Queensland University of Technology (QUT) researchers have secured $1.14 million to develop two significant mining research projects that will have a positive impact on Queensland.
The first project is to develop Australia’s first artificial intelligence (AI)-enabled mine site rehabilitation system and associated software, run by researcher Dr Kien Nguyen.
The other research project conducted by Dr John Outram will develop new value-added materials from mining waste for use in plastics recycling, water purification, and agriculture.
Nguyen said there were 220,000 hectares of disturbed mine lands across Queensland with an estimated rehabilitating cost of $7.3 billion.

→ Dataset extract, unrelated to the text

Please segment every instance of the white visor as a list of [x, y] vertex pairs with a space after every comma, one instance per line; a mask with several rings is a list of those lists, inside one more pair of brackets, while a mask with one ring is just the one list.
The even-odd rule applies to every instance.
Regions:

“Our proposed AI-enabled software platform will facilitate faster and more accurate site-specific assessment, and rehabilitation strategies that are theory-proven, site-tailored and progressively adaptive compared to conventional manual practices,” he said.
“The outcomes will contribute to minimising the impact of mining’s footprint on our state’s economy, society, and environment by safely integrating mines back into the landscape.
“The research is applicable to all mine sites that need rehabilitation no matter the location, so there is also an opportunity to export our technology and expertise internationally.”
Nguyen will lead a team of experts in AI and machine learning, ecological and environmental management to develop advanced computer vision and machine learning techniques in partnership with ecological engineering company, Verterra, working closely with the Office of the Queensland Mine Rehabilitation Commissioner.
Outram will focus on transforming mineral mining waste into valuable products for industrial uses, in partnership with the Environmental Development Group, Synbio, and a Queensland vertical farming company.
“The waste material is considered low-value, so we are looking to develop ‘recipes’ that convert it to improved materials as part of the formation process, to produce customisable end-products suitable for use in industrial reactors, vessels, and columns,” Outram said.
The project will use the waste stream from a Queensland exploration site to determine the value proposition of new advanced materials as saleable commodities.
Both three-year projects will commence in 2022 and are expected to create regional and rural jobs.